Posted by arbrealettres sur 31 juillet 2016




Toutes ces mains : les mains des morts enfin inertes
Qui tiennent droit un vieux crucifix comme une arme,
Ou bien parfois quelques violettes de Parme;
Et d’autres mains, les mains d’amants qui sont expertes

A manier la chevelure d’une amante,
A la bien partager en deux sur chaque épaule,
A l’agiter comme le feuillage d’un saule
Qui, dans le vent changeant, s’étrécit ou s’augmente.

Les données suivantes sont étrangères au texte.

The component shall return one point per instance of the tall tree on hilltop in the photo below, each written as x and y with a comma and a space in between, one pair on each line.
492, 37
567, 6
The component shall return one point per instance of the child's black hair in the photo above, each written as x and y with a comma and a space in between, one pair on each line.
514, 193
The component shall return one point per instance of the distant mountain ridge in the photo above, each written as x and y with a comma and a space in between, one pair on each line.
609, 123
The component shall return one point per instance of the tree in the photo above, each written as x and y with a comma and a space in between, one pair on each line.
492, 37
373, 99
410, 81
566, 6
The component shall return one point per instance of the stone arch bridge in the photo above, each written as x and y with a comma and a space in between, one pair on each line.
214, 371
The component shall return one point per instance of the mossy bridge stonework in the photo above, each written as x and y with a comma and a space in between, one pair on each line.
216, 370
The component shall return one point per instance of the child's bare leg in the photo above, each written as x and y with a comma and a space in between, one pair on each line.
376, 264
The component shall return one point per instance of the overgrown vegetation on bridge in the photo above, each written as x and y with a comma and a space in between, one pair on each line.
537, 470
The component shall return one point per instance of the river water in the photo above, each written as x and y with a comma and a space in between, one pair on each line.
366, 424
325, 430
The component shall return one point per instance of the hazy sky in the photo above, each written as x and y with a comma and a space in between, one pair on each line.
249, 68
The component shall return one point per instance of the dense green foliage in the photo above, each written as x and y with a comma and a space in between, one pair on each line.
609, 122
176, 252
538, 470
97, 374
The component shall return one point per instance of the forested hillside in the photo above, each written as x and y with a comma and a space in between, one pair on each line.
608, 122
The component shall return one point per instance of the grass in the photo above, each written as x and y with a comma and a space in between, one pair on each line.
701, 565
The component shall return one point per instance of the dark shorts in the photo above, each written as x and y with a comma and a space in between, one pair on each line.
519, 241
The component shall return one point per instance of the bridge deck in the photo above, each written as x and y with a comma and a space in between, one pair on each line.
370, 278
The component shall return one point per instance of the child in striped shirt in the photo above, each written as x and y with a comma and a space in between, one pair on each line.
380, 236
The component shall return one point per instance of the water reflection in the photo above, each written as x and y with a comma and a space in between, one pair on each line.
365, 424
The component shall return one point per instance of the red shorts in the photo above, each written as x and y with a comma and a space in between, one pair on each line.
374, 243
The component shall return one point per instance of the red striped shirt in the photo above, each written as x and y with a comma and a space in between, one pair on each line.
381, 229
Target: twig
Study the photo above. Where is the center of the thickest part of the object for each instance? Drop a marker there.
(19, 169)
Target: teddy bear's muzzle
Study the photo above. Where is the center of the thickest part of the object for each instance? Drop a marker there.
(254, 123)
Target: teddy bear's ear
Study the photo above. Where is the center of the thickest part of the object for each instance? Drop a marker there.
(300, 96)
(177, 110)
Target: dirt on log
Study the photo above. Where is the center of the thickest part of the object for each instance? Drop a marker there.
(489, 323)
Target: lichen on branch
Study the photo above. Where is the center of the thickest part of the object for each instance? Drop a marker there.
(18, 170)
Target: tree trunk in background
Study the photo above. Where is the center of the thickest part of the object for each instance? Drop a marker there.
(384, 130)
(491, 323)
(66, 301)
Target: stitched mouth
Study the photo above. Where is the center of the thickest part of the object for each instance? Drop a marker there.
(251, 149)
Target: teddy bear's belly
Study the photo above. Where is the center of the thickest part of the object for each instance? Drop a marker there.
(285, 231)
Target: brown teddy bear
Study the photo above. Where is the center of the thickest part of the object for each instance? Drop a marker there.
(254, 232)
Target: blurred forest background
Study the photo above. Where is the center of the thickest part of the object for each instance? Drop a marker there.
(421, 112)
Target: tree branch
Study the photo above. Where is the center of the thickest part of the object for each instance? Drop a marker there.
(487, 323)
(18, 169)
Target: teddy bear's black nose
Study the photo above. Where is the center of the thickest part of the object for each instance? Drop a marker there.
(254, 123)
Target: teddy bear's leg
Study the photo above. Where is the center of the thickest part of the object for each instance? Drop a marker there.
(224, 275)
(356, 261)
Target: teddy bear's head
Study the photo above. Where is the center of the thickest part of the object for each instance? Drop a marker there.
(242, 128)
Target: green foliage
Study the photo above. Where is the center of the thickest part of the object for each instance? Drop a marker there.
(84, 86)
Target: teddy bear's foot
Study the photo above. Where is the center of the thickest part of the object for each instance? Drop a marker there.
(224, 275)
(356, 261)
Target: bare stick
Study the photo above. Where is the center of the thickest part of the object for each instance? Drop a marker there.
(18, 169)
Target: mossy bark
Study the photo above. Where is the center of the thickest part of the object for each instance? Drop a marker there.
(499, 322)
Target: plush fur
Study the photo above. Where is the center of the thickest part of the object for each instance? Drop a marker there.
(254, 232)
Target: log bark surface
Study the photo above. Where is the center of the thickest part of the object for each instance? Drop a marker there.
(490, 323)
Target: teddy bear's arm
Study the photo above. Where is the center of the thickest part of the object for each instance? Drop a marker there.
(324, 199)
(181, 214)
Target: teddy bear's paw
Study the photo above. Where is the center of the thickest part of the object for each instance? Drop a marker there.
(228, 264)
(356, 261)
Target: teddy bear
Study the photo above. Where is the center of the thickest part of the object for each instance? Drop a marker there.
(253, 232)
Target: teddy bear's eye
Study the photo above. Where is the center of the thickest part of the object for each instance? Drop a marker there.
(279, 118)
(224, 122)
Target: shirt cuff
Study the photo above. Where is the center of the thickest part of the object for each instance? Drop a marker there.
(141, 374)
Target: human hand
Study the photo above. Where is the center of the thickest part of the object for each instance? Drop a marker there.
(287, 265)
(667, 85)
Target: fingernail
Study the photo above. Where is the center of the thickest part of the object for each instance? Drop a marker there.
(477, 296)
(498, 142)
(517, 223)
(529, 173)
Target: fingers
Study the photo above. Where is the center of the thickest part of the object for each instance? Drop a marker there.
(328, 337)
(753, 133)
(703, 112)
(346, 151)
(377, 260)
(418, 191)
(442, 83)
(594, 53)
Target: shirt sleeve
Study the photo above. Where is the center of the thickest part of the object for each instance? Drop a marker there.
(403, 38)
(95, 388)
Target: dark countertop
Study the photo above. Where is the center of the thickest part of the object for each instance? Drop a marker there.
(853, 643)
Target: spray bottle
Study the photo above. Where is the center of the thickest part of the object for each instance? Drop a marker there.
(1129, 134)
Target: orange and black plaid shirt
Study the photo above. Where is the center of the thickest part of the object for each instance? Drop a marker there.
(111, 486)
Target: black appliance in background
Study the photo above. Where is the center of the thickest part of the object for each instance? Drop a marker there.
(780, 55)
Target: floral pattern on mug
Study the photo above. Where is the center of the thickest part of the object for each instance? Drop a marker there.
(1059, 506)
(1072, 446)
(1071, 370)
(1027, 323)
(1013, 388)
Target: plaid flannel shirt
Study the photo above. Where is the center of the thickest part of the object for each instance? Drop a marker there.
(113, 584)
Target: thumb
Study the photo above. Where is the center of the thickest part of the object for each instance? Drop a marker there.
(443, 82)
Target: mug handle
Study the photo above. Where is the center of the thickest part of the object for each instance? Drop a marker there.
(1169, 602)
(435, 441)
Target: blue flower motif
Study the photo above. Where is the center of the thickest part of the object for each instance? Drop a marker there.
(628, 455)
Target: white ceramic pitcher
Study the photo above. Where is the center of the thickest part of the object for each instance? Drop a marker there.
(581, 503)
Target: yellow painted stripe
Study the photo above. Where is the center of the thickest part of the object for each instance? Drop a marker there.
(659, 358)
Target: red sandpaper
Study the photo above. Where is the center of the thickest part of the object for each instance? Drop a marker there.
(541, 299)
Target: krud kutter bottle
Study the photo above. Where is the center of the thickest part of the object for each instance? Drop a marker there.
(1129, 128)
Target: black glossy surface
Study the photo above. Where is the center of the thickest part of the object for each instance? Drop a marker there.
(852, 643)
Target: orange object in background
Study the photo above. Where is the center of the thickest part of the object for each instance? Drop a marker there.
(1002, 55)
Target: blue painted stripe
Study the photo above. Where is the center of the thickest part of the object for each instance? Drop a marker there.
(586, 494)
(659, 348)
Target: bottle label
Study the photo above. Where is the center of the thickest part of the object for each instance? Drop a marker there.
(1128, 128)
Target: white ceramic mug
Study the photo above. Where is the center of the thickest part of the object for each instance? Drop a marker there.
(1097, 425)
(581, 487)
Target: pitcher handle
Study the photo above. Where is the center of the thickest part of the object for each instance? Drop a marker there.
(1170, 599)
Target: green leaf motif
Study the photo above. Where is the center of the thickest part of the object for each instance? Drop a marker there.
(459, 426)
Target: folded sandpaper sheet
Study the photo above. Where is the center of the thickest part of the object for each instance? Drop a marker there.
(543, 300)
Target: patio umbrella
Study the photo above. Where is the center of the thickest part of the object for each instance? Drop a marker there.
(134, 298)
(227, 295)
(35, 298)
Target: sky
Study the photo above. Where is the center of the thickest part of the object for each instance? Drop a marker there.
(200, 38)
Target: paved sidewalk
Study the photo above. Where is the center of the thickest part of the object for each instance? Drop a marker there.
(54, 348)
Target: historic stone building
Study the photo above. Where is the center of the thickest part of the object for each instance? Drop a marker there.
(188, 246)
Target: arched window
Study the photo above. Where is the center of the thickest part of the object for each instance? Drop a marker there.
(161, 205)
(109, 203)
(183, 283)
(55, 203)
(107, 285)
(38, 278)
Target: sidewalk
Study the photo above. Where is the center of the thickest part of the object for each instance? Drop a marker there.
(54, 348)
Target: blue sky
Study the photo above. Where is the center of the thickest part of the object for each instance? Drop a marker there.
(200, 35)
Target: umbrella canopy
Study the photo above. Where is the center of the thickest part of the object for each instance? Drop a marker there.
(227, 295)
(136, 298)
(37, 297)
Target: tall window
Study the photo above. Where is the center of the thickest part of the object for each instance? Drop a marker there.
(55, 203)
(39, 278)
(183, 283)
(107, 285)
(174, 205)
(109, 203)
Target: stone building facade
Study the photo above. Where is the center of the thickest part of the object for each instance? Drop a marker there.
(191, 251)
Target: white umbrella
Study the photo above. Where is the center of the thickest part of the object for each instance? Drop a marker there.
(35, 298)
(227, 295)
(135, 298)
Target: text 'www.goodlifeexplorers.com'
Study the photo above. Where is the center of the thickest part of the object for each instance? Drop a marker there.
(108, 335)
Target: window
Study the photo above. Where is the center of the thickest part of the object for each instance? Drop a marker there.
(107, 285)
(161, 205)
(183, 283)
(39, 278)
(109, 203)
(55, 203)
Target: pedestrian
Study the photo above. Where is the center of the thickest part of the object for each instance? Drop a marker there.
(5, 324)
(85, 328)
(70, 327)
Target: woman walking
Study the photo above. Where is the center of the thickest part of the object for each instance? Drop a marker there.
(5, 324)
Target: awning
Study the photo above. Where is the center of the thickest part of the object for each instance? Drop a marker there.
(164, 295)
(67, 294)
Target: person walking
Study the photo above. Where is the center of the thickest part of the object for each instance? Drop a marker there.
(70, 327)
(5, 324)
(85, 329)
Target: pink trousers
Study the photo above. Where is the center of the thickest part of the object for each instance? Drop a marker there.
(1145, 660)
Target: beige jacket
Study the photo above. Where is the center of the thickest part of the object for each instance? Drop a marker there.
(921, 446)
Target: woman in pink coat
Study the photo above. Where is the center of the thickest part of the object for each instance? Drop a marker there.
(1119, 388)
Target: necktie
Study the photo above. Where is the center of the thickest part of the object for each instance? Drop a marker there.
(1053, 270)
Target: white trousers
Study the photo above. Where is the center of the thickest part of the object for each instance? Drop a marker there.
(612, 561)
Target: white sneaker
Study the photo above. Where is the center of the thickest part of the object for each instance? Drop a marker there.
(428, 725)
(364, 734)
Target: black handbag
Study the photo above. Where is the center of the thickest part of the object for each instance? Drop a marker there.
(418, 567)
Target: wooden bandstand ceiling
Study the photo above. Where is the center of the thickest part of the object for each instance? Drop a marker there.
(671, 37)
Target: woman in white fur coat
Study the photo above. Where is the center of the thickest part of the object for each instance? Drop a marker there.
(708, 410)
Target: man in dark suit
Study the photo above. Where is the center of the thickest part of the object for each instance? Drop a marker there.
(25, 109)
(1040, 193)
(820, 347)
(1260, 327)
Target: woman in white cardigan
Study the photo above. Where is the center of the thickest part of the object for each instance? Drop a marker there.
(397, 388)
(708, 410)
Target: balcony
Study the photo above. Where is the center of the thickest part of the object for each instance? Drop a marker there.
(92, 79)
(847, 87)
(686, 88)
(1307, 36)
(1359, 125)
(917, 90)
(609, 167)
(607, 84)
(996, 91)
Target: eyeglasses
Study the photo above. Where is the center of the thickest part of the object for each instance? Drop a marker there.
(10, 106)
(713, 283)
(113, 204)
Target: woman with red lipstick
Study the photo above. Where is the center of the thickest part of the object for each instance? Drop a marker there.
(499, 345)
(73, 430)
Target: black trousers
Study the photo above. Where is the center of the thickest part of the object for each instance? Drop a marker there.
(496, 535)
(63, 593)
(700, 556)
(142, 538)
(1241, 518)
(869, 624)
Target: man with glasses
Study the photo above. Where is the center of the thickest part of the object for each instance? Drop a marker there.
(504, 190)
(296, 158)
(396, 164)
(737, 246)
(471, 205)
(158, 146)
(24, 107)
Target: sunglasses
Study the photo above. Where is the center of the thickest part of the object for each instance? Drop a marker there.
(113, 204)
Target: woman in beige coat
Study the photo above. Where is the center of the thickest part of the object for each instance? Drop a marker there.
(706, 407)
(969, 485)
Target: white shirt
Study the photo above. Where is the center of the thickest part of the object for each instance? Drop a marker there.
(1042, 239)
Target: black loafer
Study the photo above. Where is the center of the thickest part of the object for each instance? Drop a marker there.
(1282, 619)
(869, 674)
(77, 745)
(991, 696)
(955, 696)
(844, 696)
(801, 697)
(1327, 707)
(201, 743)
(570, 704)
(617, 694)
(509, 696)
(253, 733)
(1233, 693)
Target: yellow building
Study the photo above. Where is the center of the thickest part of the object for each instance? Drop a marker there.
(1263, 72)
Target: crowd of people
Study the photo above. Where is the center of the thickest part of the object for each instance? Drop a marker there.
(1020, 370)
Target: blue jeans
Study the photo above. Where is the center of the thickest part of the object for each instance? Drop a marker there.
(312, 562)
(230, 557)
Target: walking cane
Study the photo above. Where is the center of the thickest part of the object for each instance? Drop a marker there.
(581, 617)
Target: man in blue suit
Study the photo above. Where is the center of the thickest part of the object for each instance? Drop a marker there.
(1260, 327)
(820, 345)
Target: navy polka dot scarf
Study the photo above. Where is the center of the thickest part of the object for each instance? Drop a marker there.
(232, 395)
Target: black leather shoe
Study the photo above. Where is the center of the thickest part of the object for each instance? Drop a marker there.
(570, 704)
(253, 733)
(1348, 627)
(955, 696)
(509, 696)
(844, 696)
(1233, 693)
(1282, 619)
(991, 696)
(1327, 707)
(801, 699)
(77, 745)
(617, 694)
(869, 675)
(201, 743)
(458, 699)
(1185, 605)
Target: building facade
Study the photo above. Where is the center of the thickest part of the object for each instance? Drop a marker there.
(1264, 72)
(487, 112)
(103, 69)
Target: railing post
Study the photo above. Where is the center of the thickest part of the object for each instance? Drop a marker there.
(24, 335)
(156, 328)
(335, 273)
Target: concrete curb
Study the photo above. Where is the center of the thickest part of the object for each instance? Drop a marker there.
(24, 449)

Mains des fermes vendangeant les grappes du lait;
Mains des berceaux dépliant leurs roses trémières;
Et les mains des couvents en qui le chapelet
Est un silencieux écheveau de prières;

Toutes les mains s’évertuant vers des bonheurs,
Mains mystiques, mains guerrières, si variées :
Les mains, couleur de la lune, des mariées;
Les mains, couleur de grand soleil, des moissonneurs

Toutes : celles semant du grain ou des idées;
Accouchant le bloc de marbre, de la statue,
Ou la mère, de l’enfant qui la perpétue;
Toutes les mains, jeunes, vieilles, lisses, ridées,

Toutes ont pour tourment caché ces lignes fines,
Ces méandres de plis, cet enchevêtrement;
Or on dirait des cicatrices de racines,
Nos racines que nous portons, secrètement.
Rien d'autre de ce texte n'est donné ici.